Ban Advocates en Handicap International roepen alle landen op om het Verdrag over Clustermunitie te ondertekenen
De Ban Advocates, overlevenden van clustermunitie, en Handicap International roepen alle regeringen op om het Verdrag over Clustermunitie te ondertekenen. De conferentie in Santiago was de laatste internationale ontmoeting voor ondertekenaars en niet-ondertekenaars voordat het verdrag op 1 augustus 2010 van kracht wordt.
De Ban Advocates, overlevenden van clustermunitie, en Handicap International roepen alle regeringen op om het Verdrag over Clustermunitie te ondertekenen. De conferentie in Santiago was de laatste internationale ontmoeting voor ondertekenaars en niet-ondertekenaars voordat het verdrag op 1 augustus 2010 van kracht wordt.
Overlevenden moeten zelf betrokken worden bij slachtofferhulp
Ban Advocates uit Afghanistan, Kroatië, Ethiopië, Laos, Servië en de VS vragen de niet-ondertekenaars die op de conferentie aanwezig zijn (onder meer Argentinië, Georgië, Tadzjikistan, Thailand, Turkije en Vietnam) om duidelijk te stellen dat ze van plan zijn om het verdrag ook te ondertekenen.
Aynelem Zenebe, banadvocate uit Ethiopië, die op tienjarige leeftijd gewond raakte bij een aanval met clustermunitie
Ze betreuren vooral de afwezigheid van Brazilië, Cambodja, Ethiopië en Servië. Brazilië heeft clustermunitie geproduceerd en heeft ook een voorraad: hun medewerking is dus cruciaal om Latijns-Amerika van clustermunitie te verlossen. Cambodja heeft zwaar te lijden onder clustermunitie en weet maar al te goed wat de verwoestende gevolgen ervan zijn voor families en de ontwikkeling van de getroffen regio's. Servië was op 3 en 4 oktober 2007 gastheer voor een conferentie van door clustermunitie getroffen Staten in Belgrado en volgde het hele Oslo-proces. Die landen hebben nog niet ondertekend.

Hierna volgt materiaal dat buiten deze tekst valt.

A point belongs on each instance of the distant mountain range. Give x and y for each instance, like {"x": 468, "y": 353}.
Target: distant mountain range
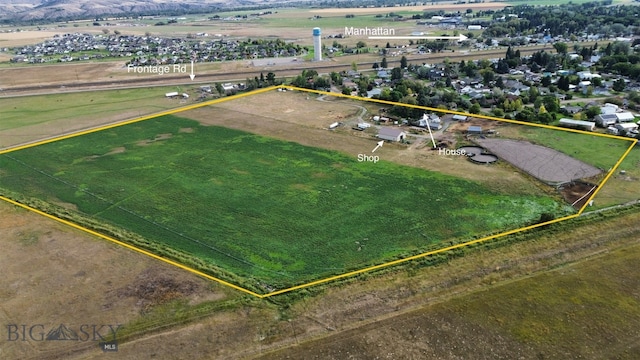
{"x": 22, "y": 11}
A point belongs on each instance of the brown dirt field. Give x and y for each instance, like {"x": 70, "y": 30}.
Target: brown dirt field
{"x": 546, "y": 164}
{"x": 11, "y": 39}
{"x": 53, "y": 275}
{"x": 299, "y": 117}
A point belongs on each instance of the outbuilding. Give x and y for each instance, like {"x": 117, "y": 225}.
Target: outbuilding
{"x": 578, "y": 124}
{"x": 392, "y": 134}
{"x": 473, "y": 129}
{"x": 625, "y": 116}
{"x": 627, "y": 127}
{"x": 605, "y": 120}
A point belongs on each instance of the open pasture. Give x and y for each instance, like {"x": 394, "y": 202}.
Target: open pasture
{"x": 263, "y": 213}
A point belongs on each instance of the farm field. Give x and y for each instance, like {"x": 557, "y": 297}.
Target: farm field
{"x": 30, "y": 118}
{"x": 260, "y": 212}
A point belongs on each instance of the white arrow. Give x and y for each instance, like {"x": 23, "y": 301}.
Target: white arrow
{"x": 380, "y": 143}
{"x": 458, "y": 38}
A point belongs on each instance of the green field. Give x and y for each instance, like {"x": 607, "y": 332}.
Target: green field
{"x": 601, "y": 152}
{"x": 261, "y": 212}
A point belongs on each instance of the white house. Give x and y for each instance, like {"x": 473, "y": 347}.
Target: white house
{"x": 430, "y": 120}
{"x": 625, "y": 116}
{"x": 605, "y": 120}
{"x": 627, "y": 127}
{"x": 587, "y": 75}
{"x": 608, "y": 109}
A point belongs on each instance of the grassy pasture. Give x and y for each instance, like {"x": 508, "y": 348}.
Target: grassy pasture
{"x": 269, "y": 211}
{"x": 595, "y": 150}
{"x": 24, "y": 119}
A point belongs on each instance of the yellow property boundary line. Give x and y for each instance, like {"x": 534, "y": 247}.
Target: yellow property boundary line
{"x": 332, "y": 278}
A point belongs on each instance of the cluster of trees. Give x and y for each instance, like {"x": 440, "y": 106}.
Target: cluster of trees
{"x": 565, "y": 20}
{"x": 619, "y": 59}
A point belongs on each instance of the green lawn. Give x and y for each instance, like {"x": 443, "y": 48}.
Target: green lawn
{"x": 595, "y": 150}
{"x": 265, "y": 211}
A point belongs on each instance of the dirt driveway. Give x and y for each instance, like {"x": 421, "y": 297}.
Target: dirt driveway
{"x": 543, "y": 163}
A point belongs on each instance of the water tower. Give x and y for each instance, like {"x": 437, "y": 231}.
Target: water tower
{"x": 317, "y": 44}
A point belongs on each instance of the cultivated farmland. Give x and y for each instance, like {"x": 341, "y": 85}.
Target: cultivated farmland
{"x": 261, "y": 212}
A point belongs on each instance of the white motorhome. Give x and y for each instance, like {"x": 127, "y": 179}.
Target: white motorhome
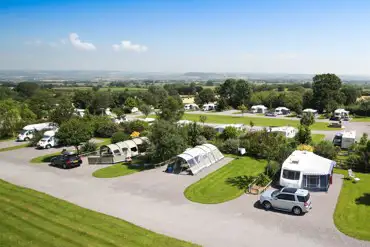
{"x": 341, "y": 113}
{"x": 259, "y": 109}
{"x": 48, "y": 140}
{"x": 27, "y": 132}
{"x": 209, "y": 107}
{"x": 345, "y": 139}
{"x": 282, "y": 110}
{"x": 287, "y": 131}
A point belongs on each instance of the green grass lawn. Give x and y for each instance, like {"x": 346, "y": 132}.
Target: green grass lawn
{"x": 224, "y": 119}
{"x": 13, "y": 147}
{"x": 221, "y": 185}
{"x": 352, "y": 213}
{"x": 30, "y": 218}
{"x": 317, "y": 137}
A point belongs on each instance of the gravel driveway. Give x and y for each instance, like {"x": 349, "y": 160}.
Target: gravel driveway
{"x": 154, "y": 200}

“Geen reden is goed genoeg om niet achter het Verdrag over Clustermunitie te staan. Burgers zijn het eerste slachtoffer van deze onaanvaardbare en illegale wapens,” zegt Aynelem Zenebe, die op tienjarige leeftijd gewond raakte bij een aanval met clustermunitie op de Ayder School in Mekele, Ethiopië. Ze roept dus niet alleen haar eigen land, maar ook Brazilië, Cambodja en Servië op om het verdrag te ondertekenen.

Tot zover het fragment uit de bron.